The long-expected bill, which was immediately criticized by banking groups, would set standards for "what loans should and should not be made nationally," said Frank, a Massachusetts Democrat, whose committee has jurisdiction over the industry. The group affected most by the bill would be subprime borrowers, who account for most of the foreclosure problems.

The measure would allow some of those borrowers to sue entities that pool loans and sell them as securities to the secondary market. Borrowers could sue to rescind their mortgages and recoup their legal costs if they received a loan that violated the principles outlined in the bill, Frank said.

The legislation would also ban prepayment penalties on most subprime loans. Borrowers struggling to make their payments have often found themselves unable to refinance into better terms because of the large fees that would be imposed if they paid off their original loans early.

Most troublesome for the industry is a provision that would require lenders and mortgage brokers, who act as liaisons between lenders and consumers, to make loans only to borrowers who can be reasonably expected to repay them.

"In one section of the bill, a lender is required to give a customer the best product," said Kurt Pfotenhauer, a senior vice president at the Mortgage Bankers Association. "What is the best product, and is that the same for every one, and how is it going to be determined?"

Pfotenhauer said that if the legislation does not set clear, quantifiable standards that can be applied to every borrower, confusion and litigation will follow.

Even if it does set such a standard, he said, "we still don't think that's good public policy because it limits market innovation."

But the National Association of Mortgage Brokers praised other parts of the bill, including a provision that would set minimum state licensing standards for all bank loan officers and brokers. "These reforms will help modernize the regulatory system and drive bad actors from our industry," George Hanzimanolis, the group's president, said in a statement.

Consumer groups hailed the part of the bill that targets incentive-based pay.

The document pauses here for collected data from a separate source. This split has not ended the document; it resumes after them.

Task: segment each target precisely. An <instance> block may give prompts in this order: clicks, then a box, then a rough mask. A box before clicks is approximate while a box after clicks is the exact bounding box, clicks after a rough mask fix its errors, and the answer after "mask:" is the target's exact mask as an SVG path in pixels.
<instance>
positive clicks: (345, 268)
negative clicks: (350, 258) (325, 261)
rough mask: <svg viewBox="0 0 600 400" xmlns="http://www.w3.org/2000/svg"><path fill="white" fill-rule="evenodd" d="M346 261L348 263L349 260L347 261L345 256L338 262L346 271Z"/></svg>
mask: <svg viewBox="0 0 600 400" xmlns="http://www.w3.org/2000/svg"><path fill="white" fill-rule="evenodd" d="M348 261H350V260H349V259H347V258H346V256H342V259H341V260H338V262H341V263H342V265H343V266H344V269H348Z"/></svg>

Specifically, it would ban what are known as yield spread premiums, additional fees that brokers are paid for placing a loan with a higher rate, said Mike Calhoun, president of the Center for Responsible Lending. "If a borrower qualified for a 6.5 percent rate and the broker put them in a loan for 7 percent, the broker got an additional payment from the lender for doing that."

If that's prohibited, brokers will not be motivated to steer borrowers to more expensive loans, he said.

Hanzimanolis said, though, that the premiums are a "defendable fee" that can keep overall costs down for some borrowers.

Calhoun also said the bill does not go far enough in holding the secondary market liable for loans gone bad. Investors failed to correct abuses and in some cases actively supported them, he said. It's unclear if the provision that allows borrowers to sue is enough to help borrowers who are wronged. "Will it simply become the cost of doing business?" he asked.

A hearing on the legislation is scheduled for Wednesday. Although its chances of eventual passage are unclear, Frank said he believes "something very much like this bill" will be made law.